At Sam’s Club yesterday I was doing an experiment that involved people’s preferences about water. I didn’t set out to do it but I did it after realizing what was happening if you were wondering. What I deduced is that people are willing to pay more for water than they should and are too stupid to realize it.
Unless I’m wrong about this thought, water is water. I’m not sure if there are different levels of water pureness but my overall feeling from drinking thousands of bottles over the course of my life is that bottled water all taste the same . I can’t tell a difference from one producer to the next. With this thought in mind, I want to pay as little as possible for my water. I would think that this thought process would hold true for the masses but I’m wrong because people don’t care about nominal sums of money. Let’s take a look at the following examples and notice the selling/bullet points which all describe the same thing.
Member’s Mark
Let’s start with the smartest option and the buyers choice. 40 bottles for $3.56 equals out to about 9 cents per bottle. This is our benchmark for water.
Nestle
Will you pay 3.5 cents more per bottle for Kosher (aren’t they all?) and a 14 step purification process? 8 less bottles and 42 cents more compared to Member’s.
Aquafina
I get sticker shock by $4.48. 8 less bottles and 92 more cents compared to Member’s Mark. Why on Earth would you choose Aquafina? The 3 bullet points are sodium, gluten, and fat free.
Deer Park
5 less bottles and $1.02 more dollars when compared to our leader. I suppose 100% spring water isn’t a great selling point. This pallet had the most cases on it when I went there.

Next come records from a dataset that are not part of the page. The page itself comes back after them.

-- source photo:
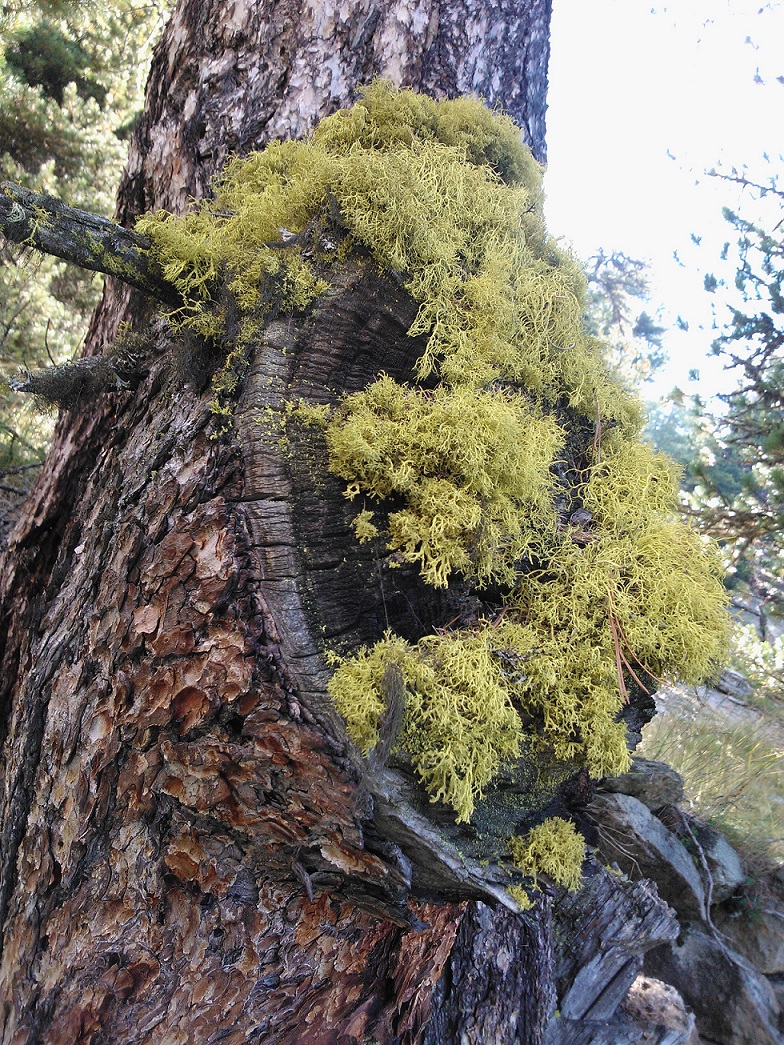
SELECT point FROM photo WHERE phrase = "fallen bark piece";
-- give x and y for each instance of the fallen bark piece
(642, 846)
(733, 1003)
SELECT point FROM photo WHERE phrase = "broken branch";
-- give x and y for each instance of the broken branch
(86, 239)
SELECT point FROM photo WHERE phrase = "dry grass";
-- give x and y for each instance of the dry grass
(732, 762)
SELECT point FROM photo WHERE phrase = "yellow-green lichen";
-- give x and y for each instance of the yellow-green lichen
(460, 725)
(555, 849)
(444, 193)
(471, 466)
(462, 477)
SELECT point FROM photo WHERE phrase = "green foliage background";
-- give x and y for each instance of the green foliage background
(71, 83)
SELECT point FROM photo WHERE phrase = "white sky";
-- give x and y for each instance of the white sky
(631, 80)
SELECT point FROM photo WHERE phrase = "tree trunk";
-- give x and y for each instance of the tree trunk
(190, 850)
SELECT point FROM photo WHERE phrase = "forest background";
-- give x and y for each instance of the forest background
(71, 85)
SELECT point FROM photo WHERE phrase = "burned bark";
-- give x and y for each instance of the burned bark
(191, 850)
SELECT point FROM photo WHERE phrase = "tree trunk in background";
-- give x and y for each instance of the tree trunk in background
(189, 853)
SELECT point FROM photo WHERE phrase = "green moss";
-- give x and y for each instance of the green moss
(444, 193)
(555, 849)
(460, 478)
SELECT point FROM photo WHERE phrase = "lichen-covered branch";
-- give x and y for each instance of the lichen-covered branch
(86, 239)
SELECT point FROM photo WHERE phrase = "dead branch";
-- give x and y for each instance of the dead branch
(86, 239)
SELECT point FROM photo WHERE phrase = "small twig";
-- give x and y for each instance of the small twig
(597, 444)
(86, 239)
(709, 888)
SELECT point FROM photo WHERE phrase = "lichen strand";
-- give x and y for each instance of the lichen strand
(471, 466)
(555, 849)
(459, 726)
(460, 477)
(443, 193)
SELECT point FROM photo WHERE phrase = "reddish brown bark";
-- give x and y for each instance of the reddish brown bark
(190, 850)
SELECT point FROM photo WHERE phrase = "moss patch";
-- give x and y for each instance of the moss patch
(460, 472)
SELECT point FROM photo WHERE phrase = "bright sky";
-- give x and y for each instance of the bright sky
(644, 97)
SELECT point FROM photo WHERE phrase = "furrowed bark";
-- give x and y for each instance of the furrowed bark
(189, 849)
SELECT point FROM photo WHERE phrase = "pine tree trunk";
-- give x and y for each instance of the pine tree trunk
(190, 852)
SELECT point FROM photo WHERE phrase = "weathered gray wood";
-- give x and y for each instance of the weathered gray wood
(89, 240)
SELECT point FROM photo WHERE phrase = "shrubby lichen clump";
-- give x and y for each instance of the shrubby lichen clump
(466, 475)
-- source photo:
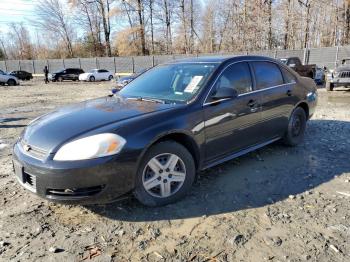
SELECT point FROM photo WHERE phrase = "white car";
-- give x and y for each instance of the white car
(8, 79)
(96, 75)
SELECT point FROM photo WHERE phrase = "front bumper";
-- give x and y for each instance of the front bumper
(339, 81)
(83, 78)
(92, 181)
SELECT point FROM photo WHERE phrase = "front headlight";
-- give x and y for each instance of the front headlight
(90, 147)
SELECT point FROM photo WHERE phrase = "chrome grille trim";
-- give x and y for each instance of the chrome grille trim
(344, 74)
(34, 152)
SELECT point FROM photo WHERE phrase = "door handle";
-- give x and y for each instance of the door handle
(251, 103)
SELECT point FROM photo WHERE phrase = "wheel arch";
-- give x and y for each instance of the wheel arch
(183, 139)
(304, 105)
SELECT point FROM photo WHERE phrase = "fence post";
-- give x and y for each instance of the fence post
(133, 64)
(305, 56)
(336, 56)
(115, 65)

What I found though after observing the scene is that people don’t even bother to look at the price and compare items that are right next to each other. Obviously we are talking peanuts here and the right decision won’t make or break anyone. I found it fascinating though that people don’t even bother to shop. I believe with a purchase of this magnitude, people justify a small sum of money as something they can afford whether or not it’s the best buying decision. Water experiment closed.

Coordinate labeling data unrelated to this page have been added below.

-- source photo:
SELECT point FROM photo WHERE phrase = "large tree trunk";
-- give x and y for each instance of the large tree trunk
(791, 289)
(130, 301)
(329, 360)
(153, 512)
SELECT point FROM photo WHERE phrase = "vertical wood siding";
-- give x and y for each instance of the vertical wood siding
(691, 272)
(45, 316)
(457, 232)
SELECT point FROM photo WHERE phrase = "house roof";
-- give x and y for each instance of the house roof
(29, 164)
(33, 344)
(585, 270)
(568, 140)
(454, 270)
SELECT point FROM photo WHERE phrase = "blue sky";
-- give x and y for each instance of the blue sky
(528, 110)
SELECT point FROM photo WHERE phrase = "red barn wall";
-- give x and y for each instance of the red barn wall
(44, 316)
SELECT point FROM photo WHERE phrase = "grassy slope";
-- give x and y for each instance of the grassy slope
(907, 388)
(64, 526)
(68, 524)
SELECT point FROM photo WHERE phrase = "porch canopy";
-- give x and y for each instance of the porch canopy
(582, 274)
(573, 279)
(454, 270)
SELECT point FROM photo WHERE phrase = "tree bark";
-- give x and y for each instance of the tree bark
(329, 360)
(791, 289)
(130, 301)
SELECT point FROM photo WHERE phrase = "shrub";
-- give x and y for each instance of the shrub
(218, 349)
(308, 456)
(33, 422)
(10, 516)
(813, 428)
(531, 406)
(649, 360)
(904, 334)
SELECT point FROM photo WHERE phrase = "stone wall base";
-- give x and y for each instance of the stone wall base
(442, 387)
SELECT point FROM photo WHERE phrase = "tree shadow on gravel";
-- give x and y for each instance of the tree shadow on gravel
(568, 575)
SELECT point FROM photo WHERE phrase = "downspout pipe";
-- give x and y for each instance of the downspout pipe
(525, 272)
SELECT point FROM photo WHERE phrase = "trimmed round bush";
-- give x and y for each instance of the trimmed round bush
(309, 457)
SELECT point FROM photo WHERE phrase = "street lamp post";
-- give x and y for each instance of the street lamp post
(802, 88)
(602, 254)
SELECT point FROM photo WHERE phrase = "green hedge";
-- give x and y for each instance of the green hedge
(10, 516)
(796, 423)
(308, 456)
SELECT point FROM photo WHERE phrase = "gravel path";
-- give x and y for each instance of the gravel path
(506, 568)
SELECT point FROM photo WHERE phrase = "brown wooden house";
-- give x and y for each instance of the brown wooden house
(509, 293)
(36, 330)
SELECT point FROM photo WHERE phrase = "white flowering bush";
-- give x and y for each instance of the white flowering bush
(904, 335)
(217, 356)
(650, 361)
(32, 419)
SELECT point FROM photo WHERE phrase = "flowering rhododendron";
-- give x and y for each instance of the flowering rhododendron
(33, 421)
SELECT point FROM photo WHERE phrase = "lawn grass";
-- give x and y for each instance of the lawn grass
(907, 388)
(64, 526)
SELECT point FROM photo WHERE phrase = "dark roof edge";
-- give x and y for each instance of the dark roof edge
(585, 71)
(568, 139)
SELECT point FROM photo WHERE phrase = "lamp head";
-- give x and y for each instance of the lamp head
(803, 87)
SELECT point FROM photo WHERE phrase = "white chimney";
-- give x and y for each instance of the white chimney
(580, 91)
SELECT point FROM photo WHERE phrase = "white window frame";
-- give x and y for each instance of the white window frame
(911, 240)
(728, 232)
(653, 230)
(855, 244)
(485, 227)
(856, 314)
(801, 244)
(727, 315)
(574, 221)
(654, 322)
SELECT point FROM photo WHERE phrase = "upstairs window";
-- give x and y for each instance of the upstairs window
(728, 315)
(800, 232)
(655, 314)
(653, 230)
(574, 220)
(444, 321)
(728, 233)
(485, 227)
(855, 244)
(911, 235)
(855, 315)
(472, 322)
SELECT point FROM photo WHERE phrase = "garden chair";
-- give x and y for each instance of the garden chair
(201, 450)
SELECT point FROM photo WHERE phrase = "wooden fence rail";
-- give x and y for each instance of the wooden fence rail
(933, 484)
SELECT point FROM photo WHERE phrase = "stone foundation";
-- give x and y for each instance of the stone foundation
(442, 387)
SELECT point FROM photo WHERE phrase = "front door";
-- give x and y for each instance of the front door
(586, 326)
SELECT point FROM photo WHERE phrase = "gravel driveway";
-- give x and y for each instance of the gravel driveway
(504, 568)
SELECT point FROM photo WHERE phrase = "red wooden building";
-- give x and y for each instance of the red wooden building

“With this thought in mind, I want to pay as little as possible for my water.”
And yet you completely dismiss the cheapest form of water!!!
From the tap, a bottle of water cost about $0.00026.
Okay, fine. Who wants “dirty” tap water? Buy a $30 Brita. Say you go through 2 water bottles a day (conservative), the Brita will have paid for itself in 5-6 months and can be used forever and beyond.
I personally always refill a half gallon bottle with tap water that I carry around the house at all times and I’m no worse for the wear.
The Brita requires work Sam. Do you know how valuable my time is? Let’s say I fill up the Brita 365 times over the course of the year at 1 minute per Brita fill. That’s 6 hours of work. Conservatively, if I make 1,000 dollars an hour, well it doesn’t take a rocket scientist to figure out that I’m way better off buying the plastic bottle.
Plus drinking the same bottle of water over and over is a sure fire way to contaminate yourself.
I’m with Sam on the tap water. I don’t use a filter or anything, and refill the same bottle of water every day. About the pricing though, I’m curious to see what you think of this…
You’re buying two items, a car and a case of water. You’re just about to close the deal on a car for $20,000 and the dealer says the price jumped to $20,001. Would you be annoyed to pay that extra dollar (discounting the fact that the dealer is a dick for changing the price at the last minute)? I imagine not since it’s such a small percentage of the price. However with water, you wouldn’t want to pay the extra dollar. If you bought a car for $20,000 and a case of water for $5 vs a car for $20,001 and a case of water for $4, in either case you’d end up with a car and a case of water for $20,005. However in one instance you would be annoyed that the water was a rip off, and in the other case you’d be happy. The fact that one case of water is 25% higher than the other, but the car is a much smaller % difference shouldn’t matter. A dollar is a dollar.
I don’t know if that makes much sense, but thought I’d throw it out there.
In my mind, you’ve stumbled on why it’s a ripoff but I don’t agree with the dollar is a dollar even though I obviously do. % is what dictates emotion. I wouldn’t blink an eye if the dealership told me a 20,000 car jumped 50 dollars. That is .25% difference. Yet that 50 would buy me water for the year and that small sum possessed me to make a whole post pointing it out and calling people stupid for not picking up on it.
Buying habits are completely irrational, for me at least. I’ll spend 6 dollars for a beer and not think twice but won’t spend an extra dollar for the brand name floss because it’s too expensive. Pricing and value is perception and unique to every person.